“Have you tried … well … not being a mutant?” Such simple motherly advice may seem like mere comic relief, but these words actually sum up the premise for the newest X-Men brawl quite well. Paired against their arch-nemesis and the president of the free world, the coalition of kick-ass characters fight to keep their very race alive in this summer’s first blockbuster action flick.

As expected, “X2: X-Men United” picks up where its predecessor left off, with the maniacal Magneto (Ian McKellen) trapped in his bubble prison, Wolverine (Hugh Jackman) struggling to discover the truth of his past and little Rogue (Anna Paquin) still trying to get some sugar from the boys. Even the mutated senator from the preceding storyline carries over as a reformed advocate for mutant rights.

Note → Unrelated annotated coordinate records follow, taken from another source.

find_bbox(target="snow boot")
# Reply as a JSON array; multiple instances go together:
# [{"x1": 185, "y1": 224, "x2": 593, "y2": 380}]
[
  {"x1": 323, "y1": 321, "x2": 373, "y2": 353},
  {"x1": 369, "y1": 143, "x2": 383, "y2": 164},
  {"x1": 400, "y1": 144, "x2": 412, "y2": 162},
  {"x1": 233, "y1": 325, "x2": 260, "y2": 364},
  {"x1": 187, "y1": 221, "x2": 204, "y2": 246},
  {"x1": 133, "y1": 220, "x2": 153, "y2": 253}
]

But Magneto’s prophecy of an impending mutant war rings true in the sequel, as an assassination attempt on the president provokes a mutant annihilation campaign in the White House. Military general William Stryker (Brian Cox) arranges a midnight raid on Xavier’s School for the Gifted, and the X-Men are pitted against the most dangerous foe yet: the Professor.

With the introduction of the elusive teleporter Nightcrawler (Alan Cumming) and some crowd-pleasing battle scenes, the special effects in ‘X2’ far surpass those of the first movie. The German freak show artist snakes his way into any space, dodging a tirade of bullets and leaving only a smoky blue trail in his wake. His strange physical appearance leaves the audience wanting to know more about his fixation with sin and faith, isolation and acceptance.

Jean Grey (Famke Janssen) and Storm (Halle Berry) have their shining moments too. Here, they capture their prey with a simple flick of the wrist and assume control of the X-Men jet, maneuvering around government fighter planes as their male counterparts stumble around in the back. In fact, the females of the species reignssupreme in most cases in terms of skill and overall action. Each of the men is easily manipulated with mind tricks, illusions and fantasies galore, but the women refrain from such weakness. While the men sometimes shy away from the danger (ahem … Iceman) or manage to get themselves pinned into unpleasant situations, the women continue to hold their own on land and off.

Sadly, the newly added character of Deathstrike (Kelly Hu), Stryker’s pet project and the updated, female version of Wolverine, receives very little of the spotlight. She has no lines to speak of and is rarely seen until her short, yet intense brawl with her counterpart, which is, by far, one of the movie’s best. For such an intriguing addition to the plot, her role is disappointingly understated.

In order to save the Professor and the world at large, the X-Men must join forces with their previous enemies, Magneto and Mystique, a pairing which allows for an interesting tension between the two sides. True, the end result is predictable from the beginning, but the combination increases the humor and appeal inherent in the film.

Though the reintroduction to the characters is slightly longer than expected (It takes almost a full hour to reach any decent fight scenes), X2 maintains the balance between action and plot without really overemphasizing either aspect. Surprisingly, the movie manages to include a special twist to its ending, breaking the tradition and monotony of many predictable superhero stories. In what’s shaping up to be yet another summer of sequels, X2 provides hope to its moviegoers that the trend will result in comparably satisfying follow-ups.